Bee guardians aim to provide a safe haven in a world increasingly hostile to honeybees. The top bar style of backyard hive requires little maintenance from the bee guardian, and with minimal interference the bee colony is enabled to thrive as it has adapted over around 25 million years to do, in balance with its surroundings.

As with so many human endeavors that profit from the mass production of animal species, the bees, the environment, and ultimately human beings suffer from over-commercialization of honeybees. A complex interplay of factors, including (but not limited to) pesticides, mite infestation, and flattening of genetics, has critically imperiled the global honeybee super-organism. Full on collapse of honeybees worldwide would interrupt pollination of many plants that humans depend upon to survive.

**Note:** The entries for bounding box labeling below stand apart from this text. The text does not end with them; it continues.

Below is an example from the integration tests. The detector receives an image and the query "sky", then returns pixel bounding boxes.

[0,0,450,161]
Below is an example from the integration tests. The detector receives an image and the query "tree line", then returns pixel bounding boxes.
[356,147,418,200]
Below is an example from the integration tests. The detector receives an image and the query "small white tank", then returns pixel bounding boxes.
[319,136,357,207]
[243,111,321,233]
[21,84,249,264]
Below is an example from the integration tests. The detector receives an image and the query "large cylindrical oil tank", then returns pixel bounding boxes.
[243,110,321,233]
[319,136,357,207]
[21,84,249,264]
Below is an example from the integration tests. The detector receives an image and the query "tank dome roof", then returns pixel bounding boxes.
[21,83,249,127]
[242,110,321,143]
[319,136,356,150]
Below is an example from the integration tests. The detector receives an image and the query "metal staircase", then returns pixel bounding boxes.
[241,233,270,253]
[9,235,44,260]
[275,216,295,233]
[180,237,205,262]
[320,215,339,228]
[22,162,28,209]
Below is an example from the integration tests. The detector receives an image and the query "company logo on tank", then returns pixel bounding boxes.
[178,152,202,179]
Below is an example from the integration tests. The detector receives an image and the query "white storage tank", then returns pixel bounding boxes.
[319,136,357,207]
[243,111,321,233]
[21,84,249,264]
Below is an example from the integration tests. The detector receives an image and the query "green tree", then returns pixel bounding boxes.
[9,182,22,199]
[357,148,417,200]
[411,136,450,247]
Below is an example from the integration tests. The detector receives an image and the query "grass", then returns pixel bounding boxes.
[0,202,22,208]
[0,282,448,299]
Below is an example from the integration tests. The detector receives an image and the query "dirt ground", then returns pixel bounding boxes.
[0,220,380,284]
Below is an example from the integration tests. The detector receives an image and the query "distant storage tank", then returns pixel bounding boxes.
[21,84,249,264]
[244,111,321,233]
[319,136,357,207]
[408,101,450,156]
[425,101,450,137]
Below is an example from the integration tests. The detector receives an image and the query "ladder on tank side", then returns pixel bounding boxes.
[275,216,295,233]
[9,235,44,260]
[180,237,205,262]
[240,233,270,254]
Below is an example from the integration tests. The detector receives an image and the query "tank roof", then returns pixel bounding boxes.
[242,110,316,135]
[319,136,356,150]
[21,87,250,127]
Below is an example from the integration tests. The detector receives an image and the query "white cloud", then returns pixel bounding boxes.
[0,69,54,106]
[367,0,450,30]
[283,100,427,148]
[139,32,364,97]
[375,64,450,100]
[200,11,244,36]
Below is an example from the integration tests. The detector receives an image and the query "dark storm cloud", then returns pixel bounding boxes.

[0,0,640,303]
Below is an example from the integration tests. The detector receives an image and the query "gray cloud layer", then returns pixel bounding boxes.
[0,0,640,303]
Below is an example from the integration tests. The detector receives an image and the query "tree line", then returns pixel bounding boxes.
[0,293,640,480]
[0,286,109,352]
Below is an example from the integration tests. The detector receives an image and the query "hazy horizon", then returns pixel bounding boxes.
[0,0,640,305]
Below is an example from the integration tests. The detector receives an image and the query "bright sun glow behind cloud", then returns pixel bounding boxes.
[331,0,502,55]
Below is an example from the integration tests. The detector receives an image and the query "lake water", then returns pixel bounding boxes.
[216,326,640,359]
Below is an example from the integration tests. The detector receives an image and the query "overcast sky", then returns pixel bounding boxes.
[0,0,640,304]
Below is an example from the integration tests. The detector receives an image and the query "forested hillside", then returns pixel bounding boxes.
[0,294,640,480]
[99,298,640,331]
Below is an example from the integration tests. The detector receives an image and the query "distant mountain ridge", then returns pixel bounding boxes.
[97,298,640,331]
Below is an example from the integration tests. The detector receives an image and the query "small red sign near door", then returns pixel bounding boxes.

Think about that.

Virtually every plant we eat or use for feed or fiber requires pollination by some kind of insect, bird, or mammal. Bees of many species make up a huge percentage of pollinators. The bee guardian philosophy differs from commercial beekeeping in that its goal is to support bees in their wild, unfathomable complexity, and maybe gain a few jars of honey on the side, rather than to profit by their exploitation. It views honey as a valuable gift rather than as a commodity, and  seeks to protect habitat and hive both for their own sake and as integral infrastructure in our human lives.

To this end, Corwin Bell is single-handedly saving bees around the world with his compelling fusion of science and love. He has consulted on bee colonies from Scandinavia to Hawaii, and his patient observations and astute interpretations of bee behavior are breaking ground in the global effort to save the honeybee. His enthusiasm is as contagious as a revival preacher’s.

At 10:30, we watch and assist as he clips twigs that extend from the smallest swarm on the shrub, then gently, gracefully, lowers the swarm into a prepared “fetcher” box, gives it a swift shake, and carefully closes in the barely disturbed cluster. As the bees settle down, he encourages us to cup our hands, one at a time, under the swarm that remains on the bush. The soft brush of bee hair and beating wings tickles my palm as I feel the heat generated in this docile, humming, living ball.